Unidentified Analyst

Andy, that’s helpful. But these recommendations, a bit of a mystery to us, and it was bit of a mystery to you too, are these judges come out with this, are they in Cairo, are they – and how often is this part of the procedure in such case?

Andrew Pardey

They are judges and they are involved in the judiciary. They do hold that status as judges, but they are not judges in decision-making capability. They don’t hold them any decision-making authority in the row as commissioners. And so, yes, they hold that nominal status, but they are not judges and they are certainly not involved in the decision-making capabilities obviously with us.

Unidentified Analyst

Okay. Where are they based and is this a normal practice?

Andrew Pardey

Where are they based? I believe they are based in Cairo.

Unidentified Analyst

Okay. And just normal that we have a recommendation like this, in our litigations you said this is?

Andrew Pardey

It’s a normal procedure then to have this and we saw this obviously early on in our core processes. This happened – there is an advisory panel. I think maybe we talk more offline on this thing, if we go into more detail, I think we have said really, or that we want to say now on this aspect on the court case. I think it’s a distraction from our point of view this report. It’s not anything that alters our appeal as I said before. And I think the real material event was the 20th of March, but I am happy we can talk more offline if you like.

Unidentified Analyst

Okay, thanks Andy.

Andrew Pardey

Thanks, Dan.

Operator

(Operator Instructions) Your next question comes from Toby Peregrine-Jones. Please ask your question.

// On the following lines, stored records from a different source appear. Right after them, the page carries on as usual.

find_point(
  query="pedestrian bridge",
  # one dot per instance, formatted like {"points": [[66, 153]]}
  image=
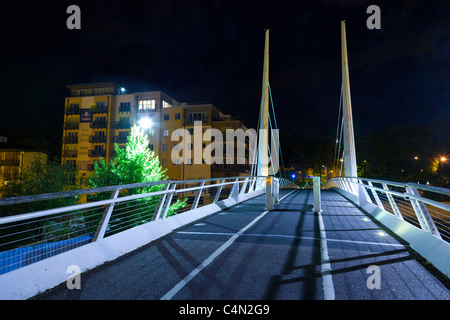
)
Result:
{"points": [[365, 241]]}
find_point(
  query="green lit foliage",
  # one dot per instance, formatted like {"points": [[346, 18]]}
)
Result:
{"points": [[135, 163], [39, 177]]}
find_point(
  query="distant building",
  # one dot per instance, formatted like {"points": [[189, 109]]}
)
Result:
{"points": [[98, 115], [14, 161]]}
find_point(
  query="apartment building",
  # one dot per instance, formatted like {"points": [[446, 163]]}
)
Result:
{"points": [[14, 161], [98, 115]]}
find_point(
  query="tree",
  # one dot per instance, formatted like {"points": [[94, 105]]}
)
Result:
{"points": [[39, 177], [135, 163]]}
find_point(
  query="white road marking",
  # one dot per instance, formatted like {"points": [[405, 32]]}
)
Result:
{"points": [[180, 285], [327, 279], [290, 237]]}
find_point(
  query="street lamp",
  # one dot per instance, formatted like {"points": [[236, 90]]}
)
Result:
{"points": [[145, 123]]}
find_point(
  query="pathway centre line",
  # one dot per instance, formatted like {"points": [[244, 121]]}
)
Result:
{"points": [[180, 285]]}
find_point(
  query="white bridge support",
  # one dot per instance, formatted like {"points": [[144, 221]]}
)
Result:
{"points": [[348, 135], [418, 220]]}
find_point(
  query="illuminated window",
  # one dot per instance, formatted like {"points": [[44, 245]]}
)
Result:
{"points": [[146, 104]]}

Toby Peregrine-Jones – Wells Fargo

Hi there. Could you give us some color on the extent to which you are proactive in managing your relationships with the Egyptian government and managing the company’s profile?

Andrew Pardey

Well, we are not political as a company, we never have been. We don’t – yes, what’s the word, lobby or use relationships within government to our own advantage and never have done. And certainly, if we would have done that over the course of when we are developing the mind, we would be in real trouble now. So, as a general policy that we are very political, we stick to the terms of our concession agreement and the operating parameters are set for us and we abide by that, and we always have done royalties. So, we don’t manage anything politically. We at our relations with our government partner, EMRA, on a day-to-day the basis and those relations are good.

Toby Peregrine-Jones – Wells Fargo

That’s very helpful. Thank you.

Andrew Pardey

Thank you.

Operator

Your next question comes from George Topping. Please ask your question.

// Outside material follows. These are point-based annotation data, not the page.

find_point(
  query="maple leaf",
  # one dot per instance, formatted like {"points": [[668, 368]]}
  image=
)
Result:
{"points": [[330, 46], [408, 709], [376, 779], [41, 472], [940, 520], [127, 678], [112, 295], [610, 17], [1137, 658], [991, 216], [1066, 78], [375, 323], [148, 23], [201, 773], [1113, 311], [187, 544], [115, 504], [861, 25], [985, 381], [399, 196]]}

George Topping – Stifel Nicolaus

Great, thanks and hello everyone. So, can you confirm that you are able to repatriate any profits from the mine while this court case is ongoing?

Andrew Pardey

Yeah. There is no restriction in regard to the court case, and the terms of the concession agreement are very clear on that matter, and we have full ability to repatriate funds.

George Topping – Stifel Nicolaus

Okay, good. Then just on the underground cost, can you tell me that as part of the budget, how much are you capitalizing for this year in millions of dollars?

Andrew Pardey

Yeah, the budget is $18 million for the year.

George Topping – Stifel Nicolaus

For capitalizing underground.

Andrew Pardey

Capital cost for the underground development.

George Topping – Stifel Nicolaus

I see. That’s great. Thank you.

Andrew Pardey

Thanks, George.

Operator

There are no further questions at this time.

Andrew Pardey

Sorry, there were no further questions. Sorry, I missed that.

Operator

That’s fine. Yes, there are no further questions.

Andrew Pardey

Thanks very much. Okay, thanks everyone for joining the call and meet you next time. Cheers. Thanks guys.

Operator

Thank you. That does conclude our conference for today. You may all disconnect.